In the afternoon I took my children out for a long, slow walk in the woods. We took time to reflect on the trees, the light, the fallen leaves. In the midst of grief, there is still time to hold a friend’s hand, to hold a beloved in the heart, and go for a gentle stroll.

I don’t have the answers.[…] But I do know this: at the end of the day, love and unity will have the victory. If we are to get there, we have to remain fully human.

If we close our hearts to love, to each other, to nature… we have already lost. There is grief in the city of light, and in so many cities of light. But in the midst of the grief, in the late hour of Fall, a beauty lingers. Love shall have the victory at the end of days. Let us welcome light into our hearts, and be agents of healing.

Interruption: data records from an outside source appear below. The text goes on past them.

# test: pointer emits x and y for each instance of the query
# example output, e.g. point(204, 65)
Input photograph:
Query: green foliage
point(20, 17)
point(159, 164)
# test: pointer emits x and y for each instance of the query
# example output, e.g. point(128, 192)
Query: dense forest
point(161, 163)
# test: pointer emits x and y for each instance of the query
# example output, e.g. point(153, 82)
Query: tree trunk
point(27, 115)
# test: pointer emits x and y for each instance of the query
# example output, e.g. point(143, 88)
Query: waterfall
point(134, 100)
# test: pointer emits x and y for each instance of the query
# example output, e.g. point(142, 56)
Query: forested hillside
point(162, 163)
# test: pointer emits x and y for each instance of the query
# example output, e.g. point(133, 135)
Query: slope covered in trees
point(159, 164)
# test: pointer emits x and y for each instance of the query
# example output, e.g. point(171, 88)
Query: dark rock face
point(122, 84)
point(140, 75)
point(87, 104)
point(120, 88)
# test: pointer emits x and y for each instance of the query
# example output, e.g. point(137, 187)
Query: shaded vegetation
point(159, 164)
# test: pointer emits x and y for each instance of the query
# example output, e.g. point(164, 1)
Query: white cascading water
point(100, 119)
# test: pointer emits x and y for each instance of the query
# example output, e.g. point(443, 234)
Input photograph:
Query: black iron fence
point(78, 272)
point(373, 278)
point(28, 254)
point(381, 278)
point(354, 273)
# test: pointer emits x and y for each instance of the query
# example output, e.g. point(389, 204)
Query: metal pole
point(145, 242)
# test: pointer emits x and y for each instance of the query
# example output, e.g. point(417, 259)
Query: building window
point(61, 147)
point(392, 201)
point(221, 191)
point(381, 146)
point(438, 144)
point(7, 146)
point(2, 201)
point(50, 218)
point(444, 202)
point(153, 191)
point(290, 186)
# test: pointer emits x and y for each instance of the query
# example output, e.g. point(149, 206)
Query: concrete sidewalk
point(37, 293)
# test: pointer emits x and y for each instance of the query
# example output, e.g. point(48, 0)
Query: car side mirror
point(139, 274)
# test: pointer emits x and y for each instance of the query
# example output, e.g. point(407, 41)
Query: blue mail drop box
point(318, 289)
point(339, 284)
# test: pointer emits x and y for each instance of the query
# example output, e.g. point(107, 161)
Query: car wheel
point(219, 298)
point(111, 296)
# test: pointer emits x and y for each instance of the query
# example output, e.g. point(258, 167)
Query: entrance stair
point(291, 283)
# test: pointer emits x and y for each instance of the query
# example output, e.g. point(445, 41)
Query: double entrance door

I can only hope that by allowing our grief, our confusion, and our love for the earth and each other to be truly felt…I can only hope that can be enough for this sometimes very broken world to start to heal.

Baselines can be slippery.  We best hold onto the ones that remind us what being human is supposed to feel like.

 

 

  • ThePeaceful Listener

    “Let us welcome light into our hearts, and be agents of healing.” Yes! I think this is what your writing and Living Enough does. And also your work with WAWU. Maybe if we hold our love for the sacred within nature and creation and people, then it won’t be engulfed by these declining baselines. It will be preserved. And help to heal.